Le camp d'entraînement des hackers

L'Ukraine « est devenue un terrain d'entraînement pour chercher et développer de nouvelles techniques d'attaques », selon des experts. Ceux-ci exortent les pays du monde entier à s'inquiéter, car les hackers peaufinent leurs compétences à contourner les systèmes de défense.

« L'Ukraine utilise les mêmes équipements et protections de sécurité que tous les autres pays du monde, »a dit Krotofil à Motherboard. «Si les assaillants savent comment contourner les dispositifs des infrastructures ukrainiennes, ils peuvent ensuite s'attaquer directement l'Occident. »

Selon Andrea Carcano, de Nozomi Networks, le soupçon selon lequel les hackers utilisent l'Ukraine comme un terrain de tests est « hautement probable », mais on ignore si les incidents du mois dernier étaient des expérimentations avant des attaques plus conséquentes. Dans tous les cas, il paraît évident désormais que les pirates du Net se concentrent davantage sur des systèmes de contrôle industriel, qui sont de plus en plus utilisés partout dans le monde pour contrôler les parties les plus essentielles des infrastructures.

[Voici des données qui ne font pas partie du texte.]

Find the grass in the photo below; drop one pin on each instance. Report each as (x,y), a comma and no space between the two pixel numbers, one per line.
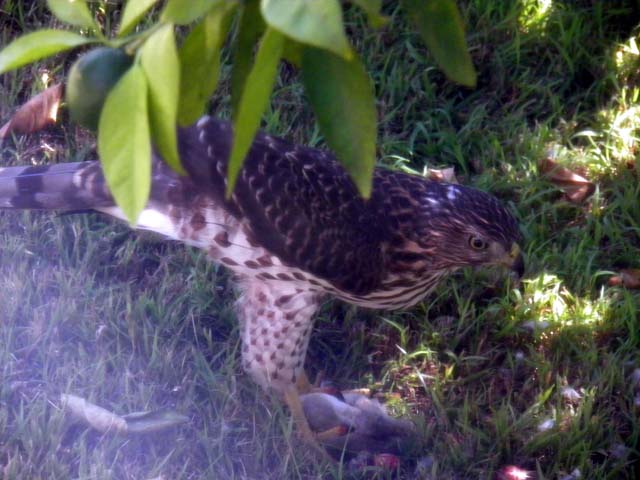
(133,323)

Un mois après la première attaque sur une centrale électrique en Ukraine, des hackers inconnus ont essayé de compromettre les systèmes de l'Autorité électrique d'Israël. En mars dernier, le directeur de la NSA, Michael Rogers, a d'ailleurs indiqué qu'il n'était pas question de savoir si des hackers soutenus par des États allaient entrer dans les infrastructures américaines — mais quand cela allait arriver.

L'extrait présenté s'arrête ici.